Python Code for a Login Screen

As in the previous examples, the code begins by creating a shorthand for the GameLogic name. After that, the Python hasattr() function is called to assess whether GameLogic has an attribute called init. GameLogic attributes are how values can be persisted and accessed throughout a game-play session. Upon the first iteration of this script, GameLogic does not have any such attribute, so the code in the if clause will be executed. This results in several initialization steps.

First, the showMouse() method of the Rasterizer module is imported and set to 1, which causes the mouse pointer to be visible within the game-play environment.

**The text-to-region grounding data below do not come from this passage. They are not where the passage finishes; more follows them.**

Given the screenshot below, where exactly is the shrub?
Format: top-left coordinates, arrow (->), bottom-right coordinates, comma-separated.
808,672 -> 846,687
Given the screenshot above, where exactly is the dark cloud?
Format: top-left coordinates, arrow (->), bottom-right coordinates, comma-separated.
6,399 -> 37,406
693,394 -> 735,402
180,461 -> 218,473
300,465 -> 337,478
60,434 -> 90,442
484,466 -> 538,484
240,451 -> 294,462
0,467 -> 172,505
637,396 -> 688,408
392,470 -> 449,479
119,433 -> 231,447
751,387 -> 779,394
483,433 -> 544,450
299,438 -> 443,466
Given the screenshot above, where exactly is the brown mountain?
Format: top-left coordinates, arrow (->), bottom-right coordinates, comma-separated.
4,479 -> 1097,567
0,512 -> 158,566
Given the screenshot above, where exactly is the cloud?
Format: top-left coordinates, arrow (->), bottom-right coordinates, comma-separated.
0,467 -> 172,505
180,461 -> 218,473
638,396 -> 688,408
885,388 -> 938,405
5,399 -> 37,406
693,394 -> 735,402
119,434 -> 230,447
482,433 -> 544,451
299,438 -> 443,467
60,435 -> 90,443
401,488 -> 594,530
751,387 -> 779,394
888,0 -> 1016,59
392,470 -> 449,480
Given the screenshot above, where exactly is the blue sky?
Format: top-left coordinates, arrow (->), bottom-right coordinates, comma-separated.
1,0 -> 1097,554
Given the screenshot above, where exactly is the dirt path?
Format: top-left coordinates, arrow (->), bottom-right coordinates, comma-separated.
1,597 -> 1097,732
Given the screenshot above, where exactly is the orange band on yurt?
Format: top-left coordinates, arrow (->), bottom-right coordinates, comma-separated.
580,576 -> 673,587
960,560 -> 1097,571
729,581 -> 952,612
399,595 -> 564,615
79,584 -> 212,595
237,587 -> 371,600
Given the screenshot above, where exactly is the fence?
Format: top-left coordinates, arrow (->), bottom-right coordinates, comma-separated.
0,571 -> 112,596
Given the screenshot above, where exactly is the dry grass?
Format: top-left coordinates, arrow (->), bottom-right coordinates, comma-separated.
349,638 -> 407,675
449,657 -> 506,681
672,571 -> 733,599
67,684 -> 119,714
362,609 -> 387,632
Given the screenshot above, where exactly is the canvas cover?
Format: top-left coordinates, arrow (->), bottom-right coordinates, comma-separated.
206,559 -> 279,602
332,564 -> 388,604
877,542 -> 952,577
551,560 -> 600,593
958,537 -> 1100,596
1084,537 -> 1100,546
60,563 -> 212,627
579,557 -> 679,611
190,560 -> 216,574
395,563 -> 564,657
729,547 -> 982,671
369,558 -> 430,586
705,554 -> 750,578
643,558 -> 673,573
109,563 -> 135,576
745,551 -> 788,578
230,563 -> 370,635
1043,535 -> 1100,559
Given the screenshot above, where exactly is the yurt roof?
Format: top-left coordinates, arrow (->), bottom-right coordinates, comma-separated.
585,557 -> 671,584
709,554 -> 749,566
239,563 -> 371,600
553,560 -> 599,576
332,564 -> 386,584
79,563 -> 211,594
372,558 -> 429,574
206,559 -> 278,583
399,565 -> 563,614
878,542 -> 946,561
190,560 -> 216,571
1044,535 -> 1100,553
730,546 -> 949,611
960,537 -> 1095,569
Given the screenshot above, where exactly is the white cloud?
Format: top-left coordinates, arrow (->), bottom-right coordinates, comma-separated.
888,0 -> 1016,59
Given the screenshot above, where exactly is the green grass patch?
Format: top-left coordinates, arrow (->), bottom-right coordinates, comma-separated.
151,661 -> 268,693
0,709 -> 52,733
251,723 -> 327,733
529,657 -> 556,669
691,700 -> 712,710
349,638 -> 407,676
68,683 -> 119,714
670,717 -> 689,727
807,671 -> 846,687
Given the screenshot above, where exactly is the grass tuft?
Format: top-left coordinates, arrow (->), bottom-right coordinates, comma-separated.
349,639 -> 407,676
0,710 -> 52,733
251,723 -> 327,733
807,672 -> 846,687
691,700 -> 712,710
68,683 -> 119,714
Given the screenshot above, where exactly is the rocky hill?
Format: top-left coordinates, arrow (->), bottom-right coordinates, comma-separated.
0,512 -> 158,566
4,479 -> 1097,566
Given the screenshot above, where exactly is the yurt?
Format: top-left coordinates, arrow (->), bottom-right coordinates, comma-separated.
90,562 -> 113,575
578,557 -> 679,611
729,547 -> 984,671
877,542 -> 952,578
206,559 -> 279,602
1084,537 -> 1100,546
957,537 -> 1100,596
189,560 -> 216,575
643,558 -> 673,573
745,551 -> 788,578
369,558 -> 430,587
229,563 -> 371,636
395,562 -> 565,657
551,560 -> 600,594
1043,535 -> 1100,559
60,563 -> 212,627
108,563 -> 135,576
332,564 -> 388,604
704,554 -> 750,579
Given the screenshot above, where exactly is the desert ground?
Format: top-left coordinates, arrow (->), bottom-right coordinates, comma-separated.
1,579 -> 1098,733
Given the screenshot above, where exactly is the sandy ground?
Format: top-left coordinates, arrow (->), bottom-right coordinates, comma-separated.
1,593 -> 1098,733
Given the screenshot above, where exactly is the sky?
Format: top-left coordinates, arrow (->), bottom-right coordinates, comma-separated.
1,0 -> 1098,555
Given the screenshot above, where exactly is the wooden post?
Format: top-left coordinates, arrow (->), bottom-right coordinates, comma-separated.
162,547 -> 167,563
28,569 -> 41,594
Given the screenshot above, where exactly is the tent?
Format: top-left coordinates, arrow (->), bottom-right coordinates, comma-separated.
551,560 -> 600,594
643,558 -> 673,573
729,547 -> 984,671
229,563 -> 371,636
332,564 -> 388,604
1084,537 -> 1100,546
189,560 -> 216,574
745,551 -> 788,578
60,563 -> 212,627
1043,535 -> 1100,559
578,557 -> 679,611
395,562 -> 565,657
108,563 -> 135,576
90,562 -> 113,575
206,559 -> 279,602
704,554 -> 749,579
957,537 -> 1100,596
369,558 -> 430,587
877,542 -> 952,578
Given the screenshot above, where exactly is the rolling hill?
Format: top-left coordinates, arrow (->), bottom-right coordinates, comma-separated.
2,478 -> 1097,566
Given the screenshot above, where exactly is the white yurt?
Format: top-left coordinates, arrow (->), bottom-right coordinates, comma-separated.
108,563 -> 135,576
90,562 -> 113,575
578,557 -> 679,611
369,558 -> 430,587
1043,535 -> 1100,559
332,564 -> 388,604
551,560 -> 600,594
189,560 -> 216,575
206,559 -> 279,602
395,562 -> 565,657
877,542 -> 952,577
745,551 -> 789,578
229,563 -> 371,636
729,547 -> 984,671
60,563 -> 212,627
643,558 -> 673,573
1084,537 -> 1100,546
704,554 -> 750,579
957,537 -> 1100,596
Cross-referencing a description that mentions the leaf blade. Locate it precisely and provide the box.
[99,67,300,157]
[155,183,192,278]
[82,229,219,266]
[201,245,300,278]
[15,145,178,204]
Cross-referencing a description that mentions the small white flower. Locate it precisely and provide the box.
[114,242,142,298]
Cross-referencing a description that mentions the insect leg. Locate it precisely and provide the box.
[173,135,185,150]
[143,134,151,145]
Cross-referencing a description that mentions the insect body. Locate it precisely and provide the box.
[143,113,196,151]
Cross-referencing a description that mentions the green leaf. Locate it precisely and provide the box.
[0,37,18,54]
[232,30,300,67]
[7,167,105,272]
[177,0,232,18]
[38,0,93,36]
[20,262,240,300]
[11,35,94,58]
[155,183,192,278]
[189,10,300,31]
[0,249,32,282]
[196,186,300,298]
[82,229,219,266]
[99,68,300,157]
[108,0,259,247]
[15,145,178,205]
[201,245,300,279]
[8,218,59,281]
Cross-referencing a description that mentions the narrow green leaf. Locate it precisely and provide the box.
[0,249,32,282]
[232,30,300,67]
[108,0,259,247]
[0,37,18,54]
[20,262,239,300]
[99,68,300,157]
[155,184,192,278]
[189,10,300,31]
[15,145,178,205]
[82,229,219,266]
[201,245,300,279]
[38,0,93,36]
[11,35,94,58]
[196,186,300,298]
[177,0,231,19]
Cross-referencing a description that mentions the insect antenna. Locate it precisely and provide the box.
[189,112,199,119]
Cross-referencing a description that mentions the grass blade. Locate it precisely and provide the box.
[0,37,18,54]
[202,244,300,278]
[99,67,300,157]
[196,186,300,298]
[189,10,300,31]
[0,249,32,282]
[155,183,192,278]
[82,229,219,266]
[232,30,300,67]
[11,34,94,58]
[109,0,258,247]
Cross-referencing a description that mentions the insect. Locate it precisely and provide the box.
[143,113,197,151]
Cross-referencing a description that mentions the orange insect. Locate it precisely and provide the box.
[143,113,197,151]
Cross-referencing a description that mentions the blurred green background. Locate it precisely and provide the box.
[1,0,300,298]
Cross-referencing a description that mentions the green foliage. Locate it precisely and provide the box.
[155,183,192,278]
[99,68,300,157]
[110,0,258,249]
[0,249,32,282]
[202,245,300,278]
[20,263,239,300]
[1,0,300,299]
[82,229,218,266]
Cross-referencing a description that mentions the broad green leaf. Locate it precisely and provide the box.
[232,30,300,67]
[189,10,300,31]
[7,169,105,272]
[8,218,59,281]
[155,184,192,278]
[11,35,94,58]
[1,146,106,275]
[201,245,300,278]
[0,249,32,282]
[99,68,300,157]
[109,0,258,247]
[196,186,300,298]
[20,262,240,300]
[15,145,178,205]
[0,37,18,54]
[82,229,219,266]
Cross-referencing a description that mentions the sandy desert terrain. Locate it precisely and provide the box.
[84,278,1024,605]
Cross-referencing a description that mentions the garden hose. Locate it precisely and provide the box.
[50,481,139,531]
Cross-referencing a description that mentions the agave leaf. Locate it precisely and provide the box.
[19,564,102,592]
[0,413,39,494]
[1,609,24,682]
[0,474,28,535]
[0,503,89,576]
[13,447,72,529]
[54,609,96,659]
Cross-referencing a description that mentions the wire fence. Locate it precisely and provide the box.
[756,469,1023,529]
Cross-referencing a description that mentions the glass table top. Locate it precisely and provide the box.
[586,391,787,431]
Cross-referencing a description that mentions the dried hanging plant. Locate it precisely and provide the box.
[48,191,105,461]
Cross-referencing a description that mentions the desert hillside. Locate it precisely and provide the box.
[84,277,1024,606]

Next, the GL.password and GL.name attributes are created and given empty string values. These attributes will now persist throughout the game-play session. Finally, GL.init is created and given a value of None. This will prevent this code from being executed again, because the hasattr() function will result in a True value the next time it is called.

from bge import logic as GL  if not hasattr(GL, "init"):      from Rasterizer import showMouse      showMouse(1)      GL.init = None      GL.password = ""      GL.name = ""

Once-off Execution and Persistent Variables in the BGE
BGE Python scripts are executed when the associated sensors are activated. Scripts associated to Always sensors are executed over and over again in rapid succession. Of course, variable values do not generally persist beyond a single execution of a normal Python script, which means that when scripting for the BGE, it is necessary to have another way to ensure that values can be made to persist throughout an entire game session. The solution to this problem is also the solution to the problem of how to execute a given piece of code only once, at the start of a game-play session. The way to do this is to assign attributes to the logic object itself. You can create arbitrarily named attributes for logic and assign them values, which will be accessible by any script run at any time during a single game-play session. The syntax for this is logic.attributename = value. To execute a particular section of code once only, use Python’s hasattr() function to determine whether the logic object has a particular attribute associated with it. If hasattr() returns 0 (False), execute the once-off code, and then define the attribute for GameLogic, so that the hasattr() function will not return 0 the next time it is called. An example of this technique is the use of the init attribute in the login screen script in this chapter.

As in the previous examples, the current controller, its owner, and its associated sensors and actuators are retrieved and sent to aptly named variables, which is done with the following code:

cont = GL.getCurrentController()  current_scene = GL.getCurrentScene()  own = cont.owner  mouse = cont.sensors["mouse"]  mouseclick = cont.sensors["mouseclick"]  welcome = cont.actuators['welcome']

Once again, the collection of objects (not strictly a Python list) is retrieved by accessing objects on the current scene:

object_list = current_scene.objects

The next block of code is a function definition. This definition must precede calls to the function. The function to define here is validate_pass(name, password), which, as the name suggests, will return a True value if the name/password combination checks out.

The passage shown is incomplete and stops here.